With a new grant from the National Science Foundation, Bergman is looking at how power plants instead might be cooled with the same kind of “closed thermosyphons” that are commonly used to keep laptop computers from overheating.
“To my knowledge, every laptop computer has a cooling system that includes a closed thermosyphon, or heat pipe,” Bergman said. “To date, closed thermosyphons have not been used at the scale necessary to impact electric power generation.”
Thermosyphons use passive heat exchange without the need for pumps. Instead they rely on convection to move a liquid coolant, which vaporizes when hot and then condenses as it cools, becoming ready for re-use. Bergman said employing large-scale thermosyphons within power plants could save water and cut construction and operation costs.

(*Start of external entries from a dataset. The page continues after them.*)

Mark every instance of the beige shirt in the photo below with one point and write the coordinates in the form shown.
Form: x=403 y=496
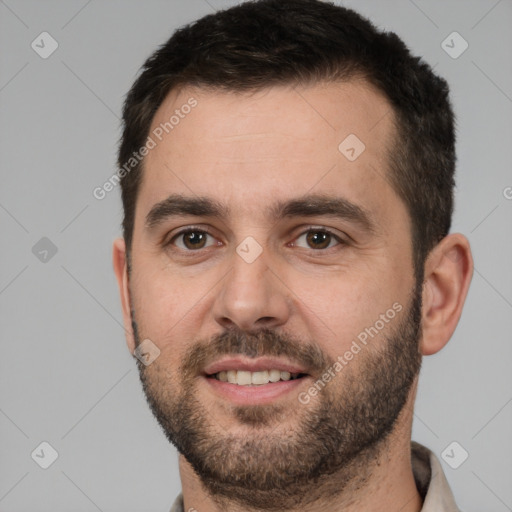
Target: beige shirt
x=430 y=481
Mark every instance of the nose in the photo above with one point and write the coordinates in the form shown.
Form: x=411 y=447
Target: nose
x=251 y=297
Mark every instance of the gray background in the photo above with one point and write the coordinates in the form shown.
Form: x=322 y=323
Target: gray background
x=66 y=376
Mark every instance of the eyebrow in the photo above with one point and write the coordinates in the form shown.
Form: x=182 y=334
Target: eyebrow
x=312 y=205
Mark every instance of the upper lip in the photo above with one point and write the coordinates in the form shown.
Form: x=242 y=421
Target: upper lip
x=252 y=365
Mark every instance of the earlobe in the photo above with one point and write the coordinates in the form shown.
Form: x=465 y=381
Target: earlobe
x=448 y=272
x=120 y=263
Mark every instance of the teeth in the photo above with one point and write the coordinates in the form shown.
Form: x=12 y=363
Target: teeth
x=245 y=378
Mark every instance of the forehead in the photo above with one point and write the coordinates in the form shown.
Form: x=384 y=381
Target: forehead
x=282 y=142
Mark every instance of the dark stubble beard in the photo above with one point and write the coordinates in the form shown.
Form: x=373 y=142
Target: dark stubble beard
x=332 y=445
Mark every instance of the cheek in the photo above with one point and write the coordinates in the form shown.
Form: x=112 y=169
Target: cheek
x=338 y=307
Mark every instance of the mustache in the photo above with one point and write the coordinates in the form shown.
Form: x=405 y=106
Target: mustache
x=265 y=342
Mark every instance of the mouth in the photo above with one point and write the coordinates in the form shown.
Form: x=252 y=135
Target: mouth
x=259 y=378
x=248 y=381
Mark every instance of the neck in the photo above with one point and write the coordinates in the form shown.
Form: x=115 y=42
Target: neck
x=383 y=485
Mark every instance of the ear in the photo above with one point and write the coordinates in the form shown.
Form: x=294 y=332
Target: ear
x=448 y=272
x=121 y=271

“Instead of evaporating liquid water that escapes to the environment, a two-phase closed thermosyphon evaporates a working fluid — it can be water — that is condensed at the far end of the device,” he said. “No vapor escapes to the environment. Thermosyphons operate passively, have no moving parts, and are inexpensive and lightweight.”
Bergman said that fundamental laws of physics require a resistance to the flow of heat expelled from an electric power generating station “just as there is a resistance to the flow of electrons.” He said a key challenge is to build large thermosyphons that have very small thermal resistance.
His research will consider the use of fins or metal foams.
“We’re investigating the advantages of fins, metal foams and other approaches used in conjunction with thermosyphons,” Bergman said. “Heat flows from the power plant to the thermosyphons and fins — or foams — and ultimately to air. Forcing air through the fins or foams requires a fan, and the power consumed by the fans, each of which might require as much electricity as needed for 100 homes, is proportional to the drop in pressure of the air as it flows through the media.”
According to Bergman, these physical mechanisms are complex and highly coupled, and understanding how they interact is the most difficult challenge of the project. His team will develop and solve the fundamental equations that describe the underlying physics through computer coding.
However, Bergman said newly engineered designs for plant cooling soon could make their way into power plants that provide electricity to consumers in the real world.
“I anticipate new cooling technologies, such as the one we are developing, to be commercialized within the next decade,” he said.